At some point it is necessary to acknowledge that there are irreconcilable differences of opinion that no amount of comprehension or diplomacy will fix.
Oh, sure there are. They just get signal boosted to heck and back by otherwise persuadable people holding them up as examples of how the other side is insane, and for a hundred performant reasons people end up thinking they have to express them to "really" hold some ideology or other, since we constantly put our allies through purity tests and at some point pretending to believe in the crap you don't care about seems like a fair price to pay for the stuff you do. That's how we get crank magnetism, which drives more of our culture than people like to admit.

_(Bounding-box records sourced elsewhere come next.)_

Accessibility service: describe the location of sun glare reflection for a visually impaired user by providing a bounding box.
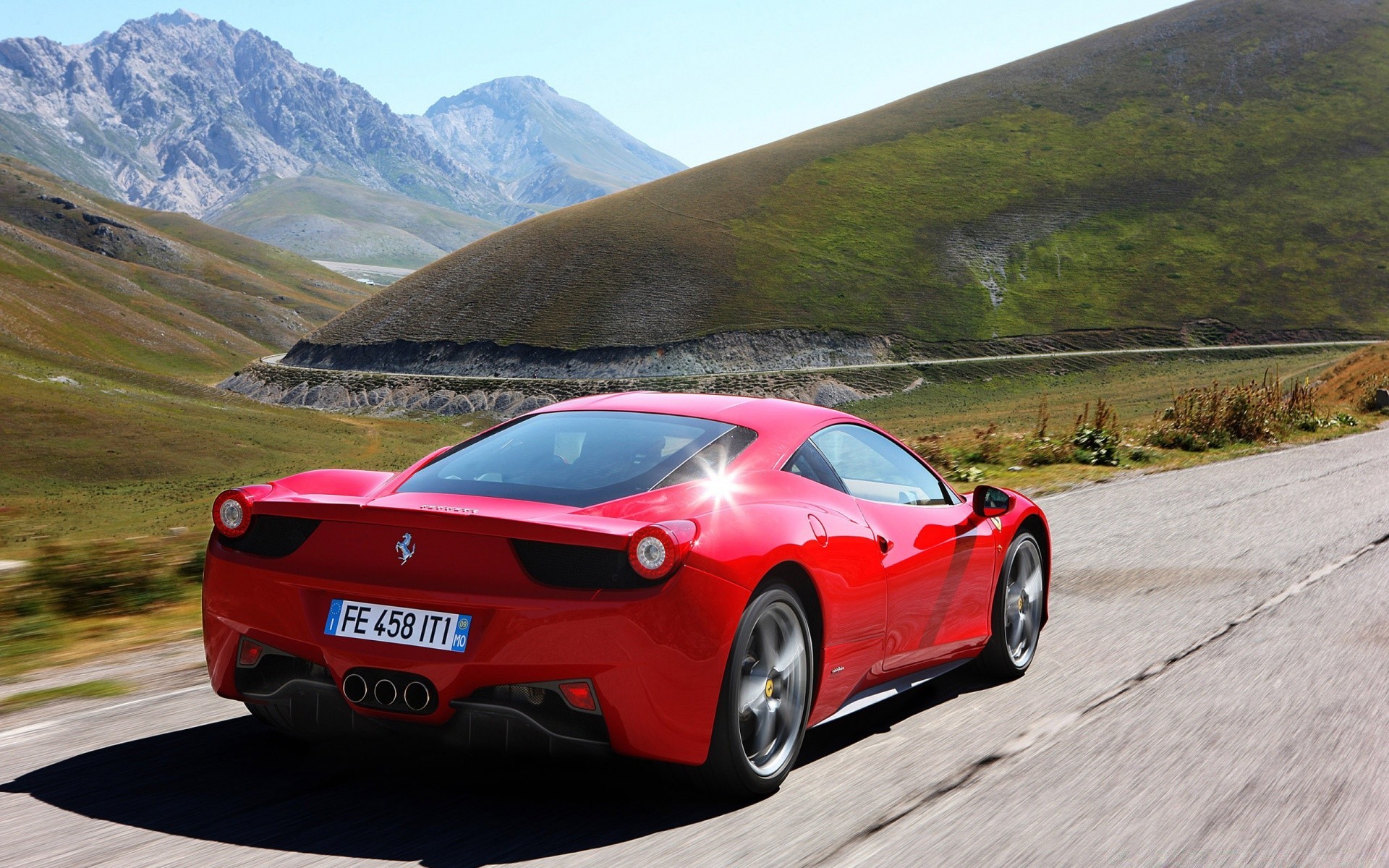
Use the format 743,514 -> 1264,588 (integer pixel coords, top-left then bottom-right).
700,471 -> 742,506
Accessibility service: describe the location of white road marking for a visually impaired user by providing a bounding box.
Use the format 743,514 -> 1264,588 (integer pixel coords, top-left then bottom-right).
0,685 -> 208,747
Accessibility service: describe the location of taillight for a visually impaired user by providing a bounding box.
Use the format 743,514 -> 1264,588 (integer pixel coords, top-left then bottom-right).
626,521 -> 696,582
213,489 -> 252,536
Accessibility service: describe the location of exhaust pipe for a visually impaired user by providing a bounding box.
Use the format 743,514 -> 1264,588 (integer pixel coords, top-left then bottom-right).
403,681 -> 432,711
343,672 -> 367,703
371,678 -> 400,705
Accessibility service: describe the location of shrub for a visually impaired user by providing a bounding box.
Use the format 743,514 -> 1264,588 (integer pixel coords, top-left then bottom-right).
1149,375 -> 1335,451
912,435 -> 960,479
965,422 -> 1003,464
12,540 -> 201,616
1356,373 -> 1389,411
950,465 -> 983,482
1071,399 -> 1120,467
1022,394 -> 1072,467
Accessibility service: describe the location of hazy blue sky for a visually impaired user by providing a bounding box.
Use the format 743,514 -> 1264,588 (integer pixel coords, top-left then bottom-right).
0,0 -> 1178,165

Ultimately, I don't necessarily think I'm wiser than anybody else; I just see a specific cognitive trap I've been trained to identify and avoid popping up in our discourse and it makes us all sound a whole lot less rational than we actually are -- which, of course, is why it's a trap, because it feels too good to think other people are stupid and tells us too little. Then we start looking for reasons to dismiss contrary information instead of understanding it.
As much as it's appealingly simple to think that flyover country is full of backwards idiots in cowboy hats who are literally jumping at shadows and huffing coal dust with their opium, the top three states by wind power generation are Texas, Oklahoma and Iowa. (Kansas is #5.) They're not being built in cities, either, so apparently it's possible to convince at least some of your irreconcilably different hopeless idiots to support wind turbines.